Our paper “De novo origins of multicellularity in response to predation” is #2 on Scientific Reports Top 100 list of most downloaded articles of 2019, with 164k accesses.
EDIT April 1, 2020: updated link and slightly revised abstract to the new version
I have posted a new preprint to the PhilSci Archive:
The ‘Major Transitions in Evolution’ (MTE) framework has emerged as the dominant paradigm for understanding the origins of life’s hierarchical organization, but it has been criticized on the grounds that it lacks theoretical unity, that is, that the events that make up the category do not constitute a natural kind. I agree with this criticism, and I argue that the best response is to modify the category so that it does approximate a natural kind. Specifically, I recommend defining major transitions as all those, and only those, events and processes that result in the emergence of a new level of selection. Two sorts of changes will be required to achieve this. First, events and processes that do not meet this criterion, such as the origins of the genetic code and of human language, should be excluded. Second, events and processes that do meet the criterion, but which have generally been neglected, should be included. These changes would have the dual benefits of making MTEs a philosophically coherent category and of increasing the sample size on which we may infer trends and general principles that may apply to all MTEs.

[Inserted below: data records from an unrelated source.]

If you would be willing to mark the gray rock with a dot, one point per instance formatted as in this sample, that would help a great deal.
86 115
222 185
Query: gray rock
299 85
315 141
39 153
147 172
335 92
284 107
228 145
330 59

I have started a stint as a rotating program officer at the National Science Foundation (Division of Environmental Biology, Evolutionary Processes Cluster). While I serve at NSF, I’ll be on a leave of absence from Georgia Tech, but I will visit periodically while my lab continues to operate.
Postdoc Kimberly Chen has published a lay summary of our recent Scientific Reports paper, in which we showed that predation can drive the evolution of multicellularity in the green alga Chlamydomonas:
Multicellular life is one of the most astonishing wonders on Earth, but why and how does it arise in the first place, and at what cost? To help answer these questions, we exposed single-celled algae to predators and watched them evolve into multicellular life. Within a year, they had formed groups of cells to avoid being eaten – but at a price.
Chen, I-C. K. & M. D. Herron. 2019. Predators drive the evolution of multicellularity. The Science Breaker 257. doi: 10.25250/thescbr.brk257
The Project Outcomes Report for our recently ended NSF grant (known variously as DEB-1723293, DEB-1457701, and DEB-1456652) is now available on grants.gov:
Life comes in two forms: single-celled (organisms made up of only one cell) and multi-celled (organisms made up of many cells, alike or different). Multicellular life has evolved from unicellular ancestors many times across the tree of life, and the resulting radiations have transformed nearly every ecosystem on Earth. Ancestors of animals, plants, fungi, several groups of seaweeds, and filamentous bacteria underwent the transition from single- to multi-celled life in the deep past. While each of these origins is a replicate experiment with the potential to inform our understanding of how and why multicellular life evolved, the window through which we see these ancient events is blurry. Extinctions, subsequent evolution, and a spotty fossil record obscure our view. Experimental evolution enables us to time-travel, making it possible to clearly observe the evolution of multicellularity as it occurs in the lab. This project integrated experimental, bioinformatic, theoretical, and comparative approaches to understand how multicellularity and related traits have evolved, and how they can evolve.
A new paper describing the results of a yeast evolution experiment has been published in Evolution. Jordan Gulli exposed nascent multicellular “snowflake yeast” to an environment in which solitary multicellular clusters experienced low survival. In response, snowflake yeast evolved to form cooperative groups composed of thousands of multicellular clusters.